Type: Package
Title: Tune Random Forests Based on Variable Importance & Plot Results
Version: 0.1.3
Description: Functions for assessing variable relations and associations prior to modeling with a Random Forest algorithm (although these are relevant for any predictive model). Metrics such as partial correlations and variance inflation factors are tabulated as well as plotted for the user. A function is available for tuning the main Random Forest hyper-parameter based on model performance and variable importance metrics. This grid-search technique provides tables and plots showing the effect of the main hyper-parameter on each of the assessment metrics. It also returns each of the evaluated models to the user. The package also provides superior variable importance plots for individual models. All of the plots are developed so that the user has the ability to edit and improve further upon the plots.

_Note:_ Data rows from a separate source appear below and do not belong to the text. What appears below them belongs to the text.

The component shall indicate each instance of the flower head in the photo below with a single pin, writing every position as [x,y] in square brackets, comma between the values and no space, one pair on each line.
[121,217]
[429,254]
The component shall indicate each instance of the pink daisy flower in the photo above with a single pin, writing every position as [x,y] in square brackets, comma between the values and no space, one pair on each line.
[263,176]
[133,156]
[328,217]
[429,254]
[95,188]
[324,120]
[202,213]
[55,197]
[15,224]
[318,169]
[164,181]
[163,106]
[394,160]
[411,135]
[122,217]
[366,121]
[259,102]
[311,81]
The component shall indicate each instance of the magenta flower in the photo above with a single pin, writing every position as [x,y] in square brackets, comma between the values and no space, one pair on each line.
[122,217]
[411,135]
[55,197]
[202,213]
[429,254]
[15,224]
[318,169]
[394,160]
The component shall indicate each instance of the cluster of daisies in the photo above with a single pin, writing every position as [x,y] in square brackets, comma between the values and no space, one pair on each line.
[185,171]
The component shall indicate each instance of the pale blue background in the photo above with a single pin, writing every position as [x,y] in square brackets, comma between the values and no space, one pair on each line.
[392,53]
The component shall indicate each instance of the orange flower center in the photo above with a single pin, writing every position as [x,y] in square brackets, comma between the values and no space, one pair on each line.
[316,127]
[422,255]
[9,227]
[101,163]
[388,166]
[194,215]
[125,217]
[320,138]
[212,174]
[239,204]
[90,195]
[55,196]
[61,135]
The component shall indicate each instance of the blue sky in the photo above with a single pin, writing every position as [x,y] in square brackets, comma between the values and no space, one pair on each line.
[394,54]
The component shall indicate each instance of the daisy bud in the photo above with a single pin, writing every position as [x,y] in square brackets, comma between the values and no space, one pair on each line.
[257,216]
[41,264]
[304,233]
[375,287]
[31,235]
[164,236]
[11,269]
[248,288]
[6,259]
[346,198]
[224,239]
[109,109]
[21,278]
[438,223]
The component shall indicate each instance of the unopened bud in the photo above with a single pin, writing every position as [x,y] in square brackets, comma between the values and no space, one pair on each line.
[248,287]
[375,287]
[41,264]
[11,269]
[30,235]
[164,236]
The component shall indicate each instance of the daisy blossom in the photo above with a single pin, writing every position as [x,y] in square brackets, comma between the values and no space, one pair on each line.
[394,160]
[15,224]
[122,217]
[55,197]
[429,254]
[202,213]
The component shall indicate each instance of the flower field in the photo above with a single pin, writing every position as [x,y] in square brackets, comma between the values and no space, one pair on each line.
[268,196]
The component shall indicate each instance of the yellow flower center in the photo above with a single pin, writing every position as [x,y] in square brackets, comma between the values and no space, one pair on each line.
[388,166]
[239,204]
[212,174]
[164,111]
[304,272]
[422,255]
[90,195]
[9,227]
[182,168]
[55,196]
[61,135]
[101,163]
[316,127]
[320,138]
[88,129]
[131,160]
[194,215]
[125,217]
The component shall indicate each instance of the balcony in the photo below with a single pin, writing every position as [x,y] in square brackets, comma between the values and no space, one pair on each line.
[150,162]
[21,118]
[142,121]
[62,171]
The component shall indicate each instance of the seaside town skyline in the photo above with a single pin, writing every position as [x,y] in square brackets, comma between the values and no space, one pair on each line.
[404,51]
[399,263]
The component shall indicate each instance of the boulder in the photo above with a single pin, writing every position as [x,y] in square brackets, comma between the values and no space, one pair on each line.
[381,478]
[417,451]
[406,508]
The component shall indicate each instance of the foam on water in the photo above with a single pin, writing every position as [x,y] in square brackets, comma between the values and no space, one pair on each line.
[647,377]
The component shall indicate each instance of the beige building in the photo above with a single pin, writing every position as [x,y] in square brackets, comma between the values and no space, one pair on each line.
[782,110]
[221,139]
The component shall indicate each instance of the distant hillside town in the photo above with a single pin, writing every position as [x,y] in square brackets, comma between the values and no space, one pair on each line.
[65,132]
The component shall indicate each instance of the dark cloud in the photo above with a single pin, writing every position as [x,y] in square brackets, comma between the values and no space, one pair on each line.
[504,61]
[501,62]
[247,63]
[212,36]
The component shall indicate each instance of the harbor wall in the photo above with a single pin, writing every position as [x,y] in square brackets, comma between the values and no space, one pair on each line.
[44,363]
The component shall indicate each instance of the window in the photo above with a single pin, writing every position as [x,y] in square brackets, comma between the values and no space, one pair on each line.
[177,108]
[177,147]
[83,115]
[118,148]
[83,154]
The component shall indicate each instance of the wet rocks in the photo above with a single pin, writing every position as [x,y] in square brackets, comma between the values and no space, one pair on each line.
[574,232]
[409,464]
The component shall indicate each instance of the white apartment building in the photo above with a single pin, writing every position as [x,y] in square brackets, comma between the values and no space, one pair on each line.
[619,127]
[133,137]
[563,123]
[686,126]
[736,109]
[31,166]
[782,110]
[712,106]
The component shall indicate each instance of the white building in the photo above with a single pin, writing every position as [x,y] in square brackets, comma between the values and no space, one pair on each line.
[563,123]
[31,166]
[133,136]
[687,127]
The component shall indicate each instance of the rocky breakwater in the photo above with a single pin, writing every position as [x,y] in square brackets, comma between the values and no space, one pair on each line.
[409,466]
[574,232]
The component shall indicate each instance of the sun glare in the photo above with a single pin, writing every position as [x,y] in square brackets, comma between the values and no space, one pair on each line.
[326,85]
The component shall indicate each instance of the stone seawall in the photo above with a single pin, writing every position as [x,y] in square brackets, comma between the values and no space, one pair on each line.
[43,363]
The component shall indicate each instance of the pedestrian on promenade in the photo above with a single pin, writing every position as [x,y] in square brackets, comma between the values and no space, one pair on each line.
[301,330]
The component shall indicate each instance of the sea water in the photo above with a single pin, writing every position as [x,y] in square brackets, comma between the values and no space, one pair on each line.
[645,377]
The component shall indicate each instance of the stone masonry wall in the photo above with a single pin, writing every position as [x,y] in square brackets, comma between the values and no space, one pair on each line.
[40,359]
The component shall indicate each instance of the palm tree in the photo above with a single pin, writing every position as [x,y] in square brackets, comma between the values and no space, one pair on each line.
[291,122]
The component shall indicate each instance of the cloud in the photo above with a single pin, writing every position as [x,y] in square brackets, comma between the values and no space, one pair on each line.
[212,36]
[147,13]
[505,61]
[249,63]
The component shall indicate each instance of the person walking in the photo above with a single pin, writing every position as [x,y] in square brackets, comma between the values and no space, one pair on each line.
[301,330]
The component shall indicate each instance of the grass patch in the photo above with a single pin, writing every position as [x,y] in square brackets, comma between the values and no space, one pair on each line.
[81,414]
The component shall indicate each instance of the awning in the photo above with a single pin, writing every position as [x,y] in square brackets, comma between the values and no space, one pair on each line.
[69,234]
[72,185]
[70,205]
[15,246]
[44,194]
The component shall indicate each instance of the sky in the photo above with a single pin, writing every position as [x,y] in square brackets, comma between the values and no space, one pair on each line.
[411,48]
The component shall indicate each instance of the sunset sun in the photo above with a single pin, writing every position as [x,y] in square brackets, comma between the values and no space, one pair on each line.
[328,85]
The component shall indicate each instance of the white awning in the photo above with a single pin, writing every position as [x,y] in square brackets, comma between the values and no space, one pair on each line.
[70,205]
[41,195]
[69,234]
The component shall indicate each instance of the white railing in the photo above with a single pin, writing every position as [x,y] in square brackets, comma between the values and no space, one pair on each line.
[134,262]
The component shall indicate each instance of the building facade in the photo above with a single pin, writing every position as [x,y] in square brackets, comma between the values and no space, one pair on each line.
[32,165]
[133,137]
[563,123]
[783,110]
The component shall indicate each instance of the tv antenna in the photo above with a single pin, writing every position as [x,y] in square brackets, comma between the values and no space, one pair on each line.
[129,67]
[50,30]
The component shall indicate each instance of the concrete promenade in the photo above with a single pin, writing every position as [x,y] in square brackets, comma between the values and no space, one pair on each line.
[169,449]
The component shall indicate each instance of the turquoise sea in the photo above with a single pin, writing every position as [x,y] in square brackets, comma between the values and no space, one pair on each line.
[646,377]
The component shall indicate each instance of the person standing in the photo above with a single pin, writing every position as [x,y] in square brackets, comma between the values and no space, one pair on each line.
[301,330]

Derivations and methodology are described in Bladen (2022) https://digitalcommons.usu.edu/etd/8587/.
License: GPL-3
URL: https://github.com/KelvynBladen/randomForestVIP
Depends: R (≥ 4.0.0)
Imports: car, dplyr, ggplot2, gridExtra, minerva, randomForest, stats, tidyr
Suggests: EZtune, e1071, knitr, MASS, rmarkdown, rpart, testthat (≥ 3.0.0)
VignetteBuilder: knitr
Config/testthat/edition: 3
Encoding: UTF-8
LazyData: true
RoxygenNote: 7.2.3
NeedsCompilation: no
Packaged: 2023-07-18 16:31:50 UTC; kelvy
Author: Kelvyn Bladen [aut, cre], D. Richard Cutler [aut]
Maintainer: Kelvyn Bladen <kelvyn.bladen@usu.edu>
Repository: CRAN
Date/Publication: 2023-07-19 11:20:02 UTC

Housing Values in Suburbs of Boston

Description

The Boston data frame has 506 rows and 14 columns.

Usage

boston

Format

This data frame contains the following columns:

crim

per capita crime rate by town.

zn

proportion of residential land zoned for lots over 25,000 sq.ft.

indus

proportion of non-retail business acres per town.

chas

Charles River dummy variable (= 1 if tract bounds river; 0 otherwise).

nox

nitrogen oxides concentration (parts per 10 million).

rm

average number of rooms per dwelling.

age

proportion of owner-occupied units built prior to 1940.

dis

weighted mean of distances to five Boston employment centres.

rad

index of accessibility to radial highways.

tax

full-value property-tax rate per $10,000.

ptratio

pupil-teacher ratio by town.

black

1000(Bk-0.63)^2 where Bk is the proportion of blacks by town.

lstat

lower status of the population (percent).

medv

median value of owner-occupied homes in $1000s.

Source

https://www.stats.ox.ac.uk/pub/MASS4/


Variable Importance GGPlot

Description

A ggplot of variable importance as measured by a Random Forest.

Usage

ggvip(x, scale = FALSE, sqrt = TRUE, type = "both", num_var)

Arguments

x

An object of class randomForest.

scale

For permutation based measures such as MSE or Accuracy, should the measures be divided by their "standard errors"? Default is False.

sqrt

Boolean value indicating whether importance metrics should be adjusted via a square root transformation. Default is True.

type

either 1 or 2, specifying the type of importance measure (1=mean decrease in accuracy or node impurity or mean decrease in gini). Default is "both".

num_var

Optional argument for reducing the number of variables to the top 'num_var'. Must be an integer between 1 and the total number of predictor variables in the model.

Value

A ggplot dotchart showing the importance of the variables that were plotted.

Examples

rf <- randomForest::randomForest(factor(Species) ~ .,
  importance = TRUE,
  data = iris
)
ggvip(rf, scale = FALSE, sqrt = TRUE, type = "both")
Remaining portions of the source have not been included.